Online fraud is a reality. The only way to fully avoid it is to not be doing any business online. To be effective, you must learn how to prevent, detect and fight fraud.

This entails understanding the types of fraud that exist and developing strategies to use in your fight. Today, a look at fraud in affiliate marketing.

The Search Engine Journal referred recently to an infographic on affiliate fraud published by AceAffiliates.

Affiliate Fraud

AceAffiliates suggest there are six types of “affiliate fraud”:

  1. Duplicating — creation of deceptive clones of legitimate sites
  2. Spamming — sending mass emails under the guise of a legitimate brand
  3. Squatting — creating sites under common misspellings of legitimate domains
  4. Diverting — creating deceptive links that do not pay the intended affiliate (“cookie stuffing” is one of the ways it’s done, and thankfully it already results in serious consequences for cookie stuffers)
  5. Faking — inflating a CPC program’s number of clicks
  6. Stealing — making purchases with stolen credit cards to earn bogus commissions

I’d also add trademark poaching to the list. As for point five, faking, I’d rather see fraudulent leads (which can be basically classified as “stealing”) mentioned, not fake clicks. In reality, there are very few affiliates programs out there paying for clicks these days.
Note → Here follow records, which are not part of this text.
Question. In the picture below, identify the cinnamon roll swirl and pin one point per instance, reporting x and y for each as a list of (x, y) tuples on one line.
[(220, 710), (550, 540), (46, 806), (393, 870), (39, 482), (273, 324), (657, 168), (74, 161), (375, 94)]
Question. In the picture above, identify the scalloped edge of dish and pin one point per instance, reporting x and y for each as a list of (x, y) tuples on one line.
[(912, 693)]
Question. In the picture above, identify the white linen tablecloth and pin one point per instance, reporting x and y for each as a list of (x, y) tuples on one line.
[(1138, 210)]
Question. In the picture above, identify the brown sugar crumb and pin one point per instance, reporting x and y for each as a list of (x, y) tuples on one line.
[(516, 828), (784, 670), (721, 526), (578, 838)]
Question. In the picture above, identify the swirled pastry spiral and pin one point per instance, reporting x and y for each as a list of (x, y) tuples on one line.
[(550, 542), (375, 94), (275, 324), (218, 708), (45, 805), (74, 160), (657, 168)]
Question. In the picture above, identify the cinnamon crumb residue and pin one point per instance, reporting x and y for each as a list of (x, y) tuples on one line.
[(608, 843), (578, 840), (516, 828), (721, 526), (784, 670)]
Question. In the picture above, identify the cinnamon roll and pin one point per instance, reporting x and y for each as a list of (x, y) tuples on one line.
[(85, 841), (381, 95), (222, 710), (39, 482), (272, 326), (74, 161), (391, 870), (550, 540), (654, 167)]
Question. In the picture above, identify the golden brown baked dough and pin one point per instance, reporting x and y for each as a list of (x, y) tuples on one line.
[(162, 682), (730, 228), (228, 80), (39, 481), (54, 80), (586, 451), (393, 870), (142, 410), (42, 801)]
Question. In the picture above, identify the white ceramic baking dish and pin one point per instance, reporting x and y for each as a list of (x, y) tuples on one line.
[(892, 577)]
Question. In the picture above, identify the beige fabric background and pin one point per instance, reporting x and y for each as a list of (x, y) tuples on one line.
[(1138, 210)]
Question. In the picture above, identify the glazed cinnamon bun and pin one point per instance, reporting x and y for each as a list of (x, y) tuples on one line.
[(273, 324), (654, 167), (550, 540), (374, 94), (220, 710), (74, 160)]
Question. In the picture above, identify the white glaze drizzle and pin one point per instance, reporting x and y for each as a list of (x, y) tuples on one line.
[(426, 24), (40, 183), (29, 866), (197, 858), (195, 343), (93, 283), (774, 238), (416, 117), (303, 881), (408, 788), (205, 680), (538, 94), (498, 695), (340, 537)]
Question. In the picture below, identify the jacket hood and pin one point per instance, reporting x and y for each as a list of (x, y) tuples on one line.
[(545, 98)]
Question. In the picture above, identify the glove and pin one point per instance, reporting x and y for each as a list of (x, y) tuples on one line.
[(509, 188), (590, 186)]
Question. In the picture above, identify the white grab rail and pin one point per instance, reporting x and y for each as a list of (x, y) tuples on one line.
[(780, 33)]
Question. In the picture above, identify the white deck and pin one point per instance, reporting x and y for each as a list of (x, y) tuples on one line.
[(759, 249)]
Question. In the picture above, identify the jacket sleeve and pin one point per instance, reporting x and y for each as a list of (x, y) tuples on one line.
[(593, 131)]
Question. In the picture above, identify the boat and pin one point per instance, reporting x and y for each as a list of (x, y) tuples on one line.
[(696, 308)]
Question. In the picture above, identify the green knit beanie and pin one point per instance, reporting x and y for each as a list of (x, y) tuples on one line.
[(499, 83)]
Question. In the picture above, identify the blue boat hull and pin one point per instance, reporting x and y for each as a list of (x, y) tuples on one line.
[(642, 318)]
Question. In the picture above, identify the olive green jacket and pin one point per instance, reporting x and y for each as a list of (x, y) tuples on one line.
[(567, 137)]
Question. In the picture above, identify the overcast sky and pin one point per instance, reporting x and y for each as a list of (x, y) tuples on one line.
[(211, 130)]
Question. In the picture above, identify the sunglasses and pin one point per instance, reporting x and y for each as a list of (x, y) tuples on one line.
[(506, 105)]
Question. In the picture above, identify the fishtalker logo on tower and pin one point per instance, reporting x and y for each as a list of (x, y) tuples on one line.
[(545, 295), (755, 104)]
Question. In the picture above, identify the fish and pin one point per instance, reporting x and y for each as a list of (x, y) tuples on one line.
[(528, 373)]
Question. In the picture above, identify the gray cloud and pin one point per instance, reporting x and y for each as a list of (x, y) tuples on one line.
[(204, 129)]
As solutions, the infographic creators suggest joining forums which share the information on fraudsters; maintaining blacklists of fraudulent affiliates; closely checking affiliate sites; communicating with affiliates on their tactics; tracking IPs to identify fraudulent locations; and instituting automatic approvals of affiliate applications.

All good suggestions, but unfortunately they only scratch the surface of the work every affiliate program manager should be doing to prevent affiliate fraud.

I believe there are at least nine things merchants and program managers should do to prevent affiliate fraud:

  1. The affiliate program agreement should clearly spell out what constitutes a valid/commissionable affiliate action (sale, lead, subscription, etc.)
  2. Always conduct a research on a new affiliate (or a marketing method they use) before approving them into the program. (Do they have an active website? What traffic-generating methods are they planning on employing? Are their methods complimentary or clearly contradictory/detrimental to what you yourself are doing?)
  3. Watch out for sudden traffic surges
  4. Same goes for quick increases in affiliate-referred transactions (again, sales, leads, etc.)
  5. Keep an eye on fraudulent transactions (stolen credit card numbers, fake leads, cancellations of self-referred transactions when commission has already locked, etc) — two such transactions from the same affiliate should raise a red flag, any three should result in a ban from the program.
  6. Analyze referral URLs to catch any cyber- or typo-squatters.
  7. Monitor your brand online to see what customers are saying about it and to catch any spamming affiliates.
  8. Educate yourself on parasitic and cookie stuffing affiliates (to keep them out of your program). When in doubt, ask in affiliate forums or consult with people like Kellie Stevens of AffiliateFairPlay.com.
  9. Police and enforce any other restrictions you may have in your program’s agreement (e.g. trademark PPC bidding, use of).

Have I missed anything else? Whether you’re reading this as an affiliate, merchant, network rep, or a vendor of any affiliate marketing related services, I’d love to hear your thoughts on this important subject.